Mt. Gox, for instance, seems to have “succumbed” to the authorities’ pressure. Was it a positive step for the exchange platform?

I’d challenge the question a little, Mt.Gox desperately wants to be compliant. It’s not like they’re some outlaw organization standing up to for the privacy of their customers. DHS dinged them on a technicality, a three year old bank account disclosure that was not wrong at the time it was signed. Until the FinCEN guidance, nobody thought Mt.Gox was a money transmitter. Or, for that matter, that the authorities thought Bitcoin was money.

All of this is terrible for their business: Mt.Gox previously controlled more than 80 percent of the Bitcoin trade, but that number is dropping faster now than any time in the two years I’ve been watching.  They desperately want to comply so things can get back to normal. Except it’s hard to comply when the rules are subject to change at any moment.

Do you think that the USA sees Bitcoin differently than the rest of the world?

The USA is a more financialized economy than many other parts of the world, so from certain corners there will be an incredible reticence to look at the technology as anything other than a joke.  After all, they have much to lose. Regardless of attitudes, it becomes clearer every day that Bitcoin is so revolutionary because it is a currency that treats all participants as equals, applying the rules to every user just the same. In the world of money, this is a unique and very powerful trait.

Do you think the state regulators have the intention of, eventually, shutting down Bitcoin? Although FinCen, for example, has already guaranteed that they aren’t trying to terminate cryptocurrency.

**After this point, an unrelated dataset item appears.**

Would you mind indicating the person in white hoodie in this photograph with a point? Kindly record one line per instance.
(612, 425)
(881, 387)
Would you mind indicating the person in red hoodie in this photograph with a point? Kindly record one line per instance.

It’s a fine line to walk. With software technology, you can’t just make something illegal and expect people to listen. Peer to peer file sharing shows us that attempts to destroy services that enable this may succeed in destroying the service, but the underlying technology bubbles up in a more resilient and hard to engage form, often multiple.

If a guy wanted to kill a new technology that was poorly understood, the key is to stoke the natural fear of the new with an uncertainty of legality. It is better to stall for as long as possible, setting law to paper, because once the parameters are understood it’s possible to immediately take action. Even onerous regulation is no challenge given enough money, but uncertainty about future regulation with the knowledge it’s coming and it might be bad because makes it very difficult to commit. I can’t read minds, but I would play the slow game.

What are your expectations for Bitcoin in the future?

I think it will change everything, or be the boarding mechanism for the technology that does. It’s not so much Bitcoin, as the community that has sprung up around it.  The smartest people I’ve ever met, passionate and capable. We’re building a better world, the technology is just the tool.  Bitcoin is a good tool, but not the only or the last.